Knitting a hat is almost always a quick and rewarding project. Hats are small, so they are easy to take with you. They are stash busters, as most patterns use less than one skein of yarn. They are also a great, low-risk project, to practice new techniques or stitch patterns. No matter what your reason for enjoying hat knitting, once you get started you’ll soon have a finished one to wear!
Here are a few hat knitting tips to get you started!
Tip #1: Use your favorite method for knitting in the round.
There are several ways to knit in the round. For smaller circumference knitting (under about 16″ for baby and small children’s hats) you can use double pointed needles, two circular needles or magic loop knitting. I tend to favor the magic loop method, but it’s just a matter of trying out the different methods to find which suits you best.
For a little bit larger circumference I suggest using a 16″ circular. This allows you to knit continually in the round without having to adjust needles. When you get to decreasing for the crown you will need to switch to double points but for the bulk of the knitting the 16″ circular will do.
2. Go for a gauge swatch.
You know how I love to sing the praises of the gauge swatch! And while a hat may seem like a small project I have ended up with a number of ill fitting hats because I did not swatch. Take a few minus to swatch for the hat otherwise there is the possibility you may be ripping it out more than once.

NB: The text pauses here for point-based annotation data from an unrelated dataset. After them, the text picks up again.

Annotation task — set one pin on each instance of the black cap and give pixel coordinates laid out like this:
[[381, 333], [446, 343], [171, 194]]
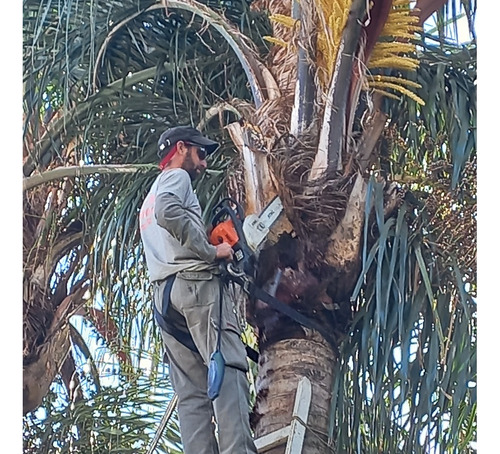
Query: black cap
[[187, 134]]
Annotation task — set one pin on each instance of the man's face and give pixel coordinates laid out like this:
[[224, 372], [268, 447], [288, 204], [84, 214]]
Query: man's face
[[192, 164]]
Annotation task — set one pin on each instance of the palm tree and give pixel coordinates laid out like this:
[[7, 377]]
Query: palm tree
[[367, 135]]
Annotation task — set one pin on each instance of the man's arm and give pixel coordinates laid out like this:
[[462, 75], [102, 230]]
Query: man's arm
[[171, 214]]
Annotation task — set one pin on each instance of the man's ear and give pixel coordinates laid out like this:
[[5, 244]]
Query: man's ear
[[182, 148]]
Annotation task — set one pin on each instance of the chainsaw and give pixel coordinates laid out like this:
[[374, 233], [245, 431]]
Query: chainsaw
[[245, 235]]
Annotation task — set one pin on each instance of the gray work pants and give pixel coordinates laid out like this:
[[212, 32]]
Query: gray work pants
[[196, 296]]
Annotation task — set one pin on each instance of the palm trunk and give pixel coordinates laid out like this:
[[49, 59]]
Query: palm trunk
[[281, 366]]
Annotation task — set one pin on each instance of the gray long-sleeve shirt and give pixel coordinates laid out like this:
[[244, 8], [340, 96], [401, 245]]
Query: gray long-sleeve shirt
[[172, 229]]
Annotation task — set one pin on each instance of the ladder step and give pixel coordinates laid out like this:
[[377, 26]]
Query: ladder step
[[294, 433]]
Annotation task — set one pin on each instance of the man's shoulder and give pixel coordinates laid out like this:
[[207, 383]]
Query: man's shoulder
[[174, 177]]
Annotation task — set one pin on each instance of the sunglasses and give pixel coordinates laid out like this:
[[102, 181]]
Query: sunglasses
[[202, 152]]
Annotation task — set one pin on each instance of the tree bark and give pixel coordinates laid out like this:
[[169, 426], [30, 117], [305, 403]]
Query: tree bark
[[281, 366]]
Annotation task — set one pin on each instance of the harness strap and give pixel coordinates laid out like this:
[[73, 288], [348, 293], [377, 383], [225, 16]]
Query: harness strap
[[174, 323]]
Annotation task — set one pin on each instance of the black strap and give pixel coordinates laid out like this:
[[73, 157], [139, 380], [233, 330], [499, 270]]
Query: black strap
[[174, 323], [279, 306]]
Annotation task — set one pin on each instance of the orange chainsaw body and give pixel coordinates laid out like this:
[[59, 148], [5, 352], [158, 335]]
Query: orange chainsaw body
[[224, 232]]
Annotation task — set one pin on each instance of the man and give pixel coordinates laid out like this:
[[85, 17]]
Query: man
[[183, 267]]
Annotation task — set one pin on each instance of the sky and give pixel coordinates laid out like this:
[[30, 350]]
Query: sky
[[488, 231]]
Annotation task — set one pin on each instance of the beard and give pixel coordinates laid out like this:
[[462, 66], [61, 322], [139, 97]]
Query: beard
[[190, 167]]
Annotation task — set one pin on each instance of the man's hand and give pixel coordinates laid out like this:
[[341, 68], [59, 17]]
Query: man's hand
[[224, 251]]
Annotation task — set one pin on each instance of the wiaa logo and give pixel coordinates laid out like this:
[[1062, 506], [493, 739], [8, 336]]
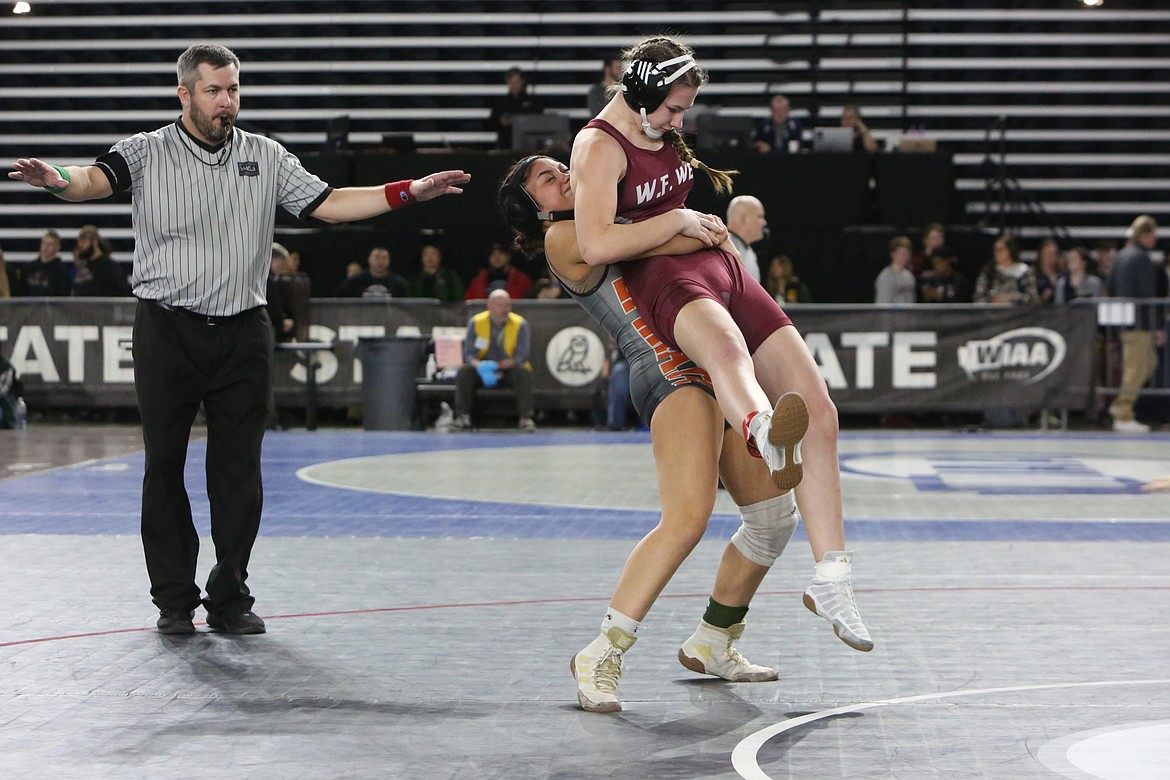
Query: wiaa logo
[[1024, 356]]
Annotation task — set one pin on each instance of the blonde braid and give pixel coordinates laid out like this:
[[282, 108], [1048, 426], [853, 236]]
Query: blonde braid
[[720, 179]]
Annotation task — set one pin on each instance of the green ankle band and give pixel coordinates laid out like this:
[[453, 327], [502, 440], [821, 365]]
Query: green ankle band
[[722, 616]]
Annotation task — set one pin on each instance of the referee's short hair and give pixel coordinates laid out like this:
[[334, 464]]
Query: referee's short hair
[[213, 54]]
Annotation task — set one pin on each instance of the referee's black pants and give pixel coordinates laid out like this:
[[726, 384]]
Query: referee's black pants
[[180, 361]]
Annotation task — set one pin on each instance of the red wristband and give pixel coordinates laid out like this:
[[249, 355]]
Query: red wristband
[[398, 193]]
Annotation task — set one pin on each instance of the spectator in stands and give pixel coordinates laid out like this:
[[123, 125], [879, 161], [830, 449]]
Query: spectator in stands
[[495, 352], [747, 225], [435, 280], [504, 109], [599, 92], [1050, 264], [5, 283], [1079, 281], [499, 275], [862, 139], [1135, 275], [779, 130], [96, 273], [934, 235], [783, 284], [279, 311], [1105, 253], [895, 283], [48, 276], [1005, 278], [943, 283], [377, 281]]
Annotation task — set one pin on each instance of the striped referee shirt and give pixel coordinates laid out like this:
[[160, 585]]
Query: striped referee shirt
[[204, 216]]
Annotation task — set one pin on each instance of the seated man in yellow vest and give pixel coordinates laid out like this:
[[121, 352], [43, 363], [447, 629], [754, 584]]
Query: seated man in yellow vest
[[495, 352]]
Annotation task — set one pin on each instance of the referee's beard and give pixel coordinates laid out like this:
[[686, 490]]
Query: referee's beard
[[206, 126]]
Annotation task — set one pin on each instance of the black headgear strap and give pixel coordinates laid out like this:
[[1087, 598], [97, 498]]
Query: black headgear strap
[[646, 84]]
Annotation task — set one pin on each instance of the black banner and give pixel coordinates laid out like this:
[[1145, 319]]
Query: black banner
[[926, 358]]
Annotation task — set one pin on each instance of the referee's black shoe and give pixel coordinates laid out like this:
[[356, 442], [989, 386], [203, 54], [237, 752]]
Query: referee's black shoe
[[176, 621], [235, 620]]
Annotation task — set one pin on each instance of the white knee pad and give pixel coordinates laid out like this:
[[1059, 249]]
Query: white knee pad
[[765, 529]]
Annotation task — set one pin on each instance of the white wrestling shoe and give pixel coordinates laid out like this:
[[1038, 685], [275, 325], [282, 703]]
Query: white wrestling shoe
[[779, 437], [711, 650], [598, 668], [831, 595]]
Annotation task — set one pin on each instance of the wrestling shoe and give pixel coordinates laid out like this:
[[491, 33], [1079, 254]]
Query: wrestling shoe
[[779, 437], [235, 620], [831, 595], [176, 621], [711, 650], [598, 668]]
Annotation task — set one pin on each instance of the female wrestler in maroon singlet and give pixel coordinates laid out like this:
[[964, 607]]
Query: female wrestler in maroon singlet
[[628, 175]]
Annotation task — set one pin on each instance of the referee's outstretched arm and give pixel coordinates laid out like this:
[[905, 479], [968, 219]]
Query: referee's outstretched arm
[[350, 204], [75, 183]]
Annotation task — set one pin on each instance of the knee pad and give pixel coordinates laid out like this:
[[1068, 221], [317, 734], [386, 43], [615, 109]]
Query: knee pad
[[765, 529]]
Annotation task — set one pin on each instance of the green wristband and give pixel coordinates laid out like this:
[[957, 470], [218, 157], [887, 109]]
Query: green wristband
[[64, 174]]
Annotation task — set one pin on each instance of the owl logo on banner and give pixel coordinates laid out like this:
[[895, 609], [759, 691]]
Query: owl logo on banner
[[575, 356]]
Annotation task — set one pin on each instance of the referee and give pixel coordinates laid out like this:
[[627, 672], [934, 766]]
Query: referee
[[204, 198]]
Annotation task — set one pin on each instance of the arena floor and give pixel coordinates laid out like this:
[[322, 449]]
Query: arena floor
[[425, 592]]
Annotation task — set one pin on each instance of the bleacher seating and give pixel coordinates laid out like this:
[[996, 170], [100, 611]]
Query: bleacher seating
[[1071, 95]]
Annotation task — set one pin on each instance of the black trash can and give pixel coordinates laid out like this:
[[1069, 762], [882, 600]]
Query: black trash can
[[390, 371]]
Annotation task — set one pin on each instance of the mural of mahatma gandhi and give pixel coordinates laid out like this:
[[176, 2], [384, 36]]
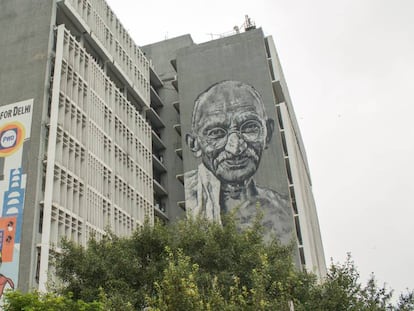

Also, swatch on the needles you plan on using (whether those are the circulars or double points). Gauge can be effected by the type of needle you use.
Tip #3: Mark the spot.
When knitting hats, I tend to use multiple locking stitch markers to mark the beginning of the round and then any repeats after that. This helps you to keep track of what you are knitting as well as helps you to catch any errors that may occur.
Tip #4: Cast on.
A hat cast on should be loose enough to allow for some stretch at the brim. Many favor the tubular cast on or the German twisted cast on for hats. While you don’t necessarily need to learn a new cast on for a hat (it doesn’t hurt though!) just keep in mind that you’ll need to cast on loosely to maintain that brim flexibility.